Throughout the entire relationship, my ex told me I was fat. That I wasn’t smart enough or good enough. He spoke of it so subtly, though, I didn’t even realize it had been happening until one night when we were out with some friends. I had come back from the bathroom when I overheard my ex talking to one of the guys about me. About how he had to turn the lights off when we had sex, because he couldn’t stand to look at me. He even joked about how I had no idea the number of women he had on the side. At that point, I realized what I’d allowed him to do to me and my self-esteem. I felt so stupid for being oblivious to how I’d allowed him to treat me. The pain radiated like a slap to the face. It spoke to how beaten down he’d made me feel that I hadn’t recognized the signs. That moment defined me and made me realize that I deserved better. Without a word, I walked out of the bar and never saw him again.
I had dated some since then, except I never let anyone get close enough emotionally to hurt me. I fiercely guarded my heart, afraid to open myself up again and be vulnerable to the kind of hurt I’d already experienced. I fought back against the insecurities that had become so engrained in me. I hadn’t fully recovered my confidence or self-esteem, but every day, I studied my reflection in the mirror and told myself, “You are beautiful, smart, and good enough for any man.” I continued to have bouts of the self-doubt bullshit to work through, but I figured that the more times I said it, soon enough I would believe it. I also worked on opening my heart to someone, which I found extremely difficult. Once trust is broken, it’s hard not to become cynical about love.
As if having low self-esteem wasn’t bad enough. My sex life turned virtually non-existent. I had never gotten any real enjoyment out of sex when I’d been with my ex or any of the guys I’d briefly dated since then. I had tried to love fucking as much as the next woman, but something always seemed to be missing. I rarely orgasmed, but I became a pro at faking one. If I did come, it usually happened because I resorted to getting myself off when my partner fell asleep.
I had reached the age where spending my weekend nights at a bar or club trying to pick up a man no longer appealed to me. The majority of my friends were already in relationships or married. I had a few single girlfriends, and a couple of them tried to set me up with one of their friends, but nothing ever worked out. So, I spent a lot of my time reading and living vicariously through the characters. I read a lot of dirty books. They were my guilty pleasure. I read books with sex scenes so hot, I practically felt the deep pounding of a man’s cock inside me. The mingled breaths, the gasps, the moans, the fingertips ghosting along my skin sending shockwaves through my body. While dating my ex, urges came over me. Urges to give up control and be dominated. In hindsight, I realized why I never expressed my wishes and fantasies to him.

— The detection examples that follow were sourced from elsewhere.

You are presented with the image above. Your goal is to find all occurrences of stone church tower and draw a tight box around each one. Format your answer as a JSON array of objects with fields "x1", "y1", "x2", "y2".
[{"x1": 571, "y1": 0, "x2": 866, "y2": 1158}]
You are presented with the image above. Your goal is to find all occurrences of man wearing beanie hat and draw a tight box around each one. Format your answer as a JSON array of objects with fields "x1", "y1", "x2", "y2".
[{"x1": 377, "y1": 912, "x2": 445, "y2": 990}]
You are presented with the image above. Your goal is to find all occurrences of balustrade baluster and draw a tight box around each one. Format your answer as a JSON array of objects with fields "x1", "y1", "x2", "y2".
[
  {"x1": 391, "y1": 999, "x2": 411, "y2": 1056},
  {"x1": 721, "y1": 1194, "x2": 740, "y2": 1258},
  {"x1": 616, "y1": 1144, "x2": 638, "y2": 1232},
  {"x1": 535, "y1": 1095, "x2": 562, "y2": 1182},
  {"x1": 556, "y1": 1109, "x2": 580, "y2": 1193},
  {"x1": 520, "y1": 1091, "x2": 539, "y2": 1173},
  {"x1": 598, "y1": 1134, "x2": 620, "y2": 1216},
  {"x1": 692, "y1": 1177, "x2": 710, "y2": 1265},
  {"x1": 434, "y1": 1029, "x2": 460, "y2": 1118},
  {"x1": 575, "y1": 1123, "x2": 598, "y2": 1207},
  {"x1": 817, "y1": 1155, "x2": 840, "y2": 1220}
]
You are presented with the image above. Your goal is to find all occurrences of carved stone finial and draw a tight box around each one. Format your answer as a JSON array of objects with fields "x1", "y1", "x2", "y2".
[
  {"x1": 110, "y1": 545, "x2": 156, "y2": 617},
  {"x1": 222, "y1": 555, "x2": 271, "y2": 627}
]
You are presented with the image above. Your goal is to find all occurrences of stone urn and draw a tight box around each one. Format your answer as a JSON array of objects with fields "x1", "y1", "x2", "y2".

I had an inkling, a feeling, a hunch, a whatever you want to call it, that I was submissive. The thought of being dominated and controlled had me throbbing deep inside. Other than the throbbing in my pussy I experienced when reading BDSM books, I didn’t really know what it meant to submit or to give up control. With not being in a relationship, and having not been in one for a long time, I wasn’t comfortable exploring or giving up that control to someone I didn’t fully know and trust. I realized now that I’d always kept a part of myself hidden from the few partners I’d been with. I wasn’t getting any younger either. I wanted to find that person I could trust with the needs I didn’t fully understand. I needed more from life than casual fucks that I only half ass enjoyed.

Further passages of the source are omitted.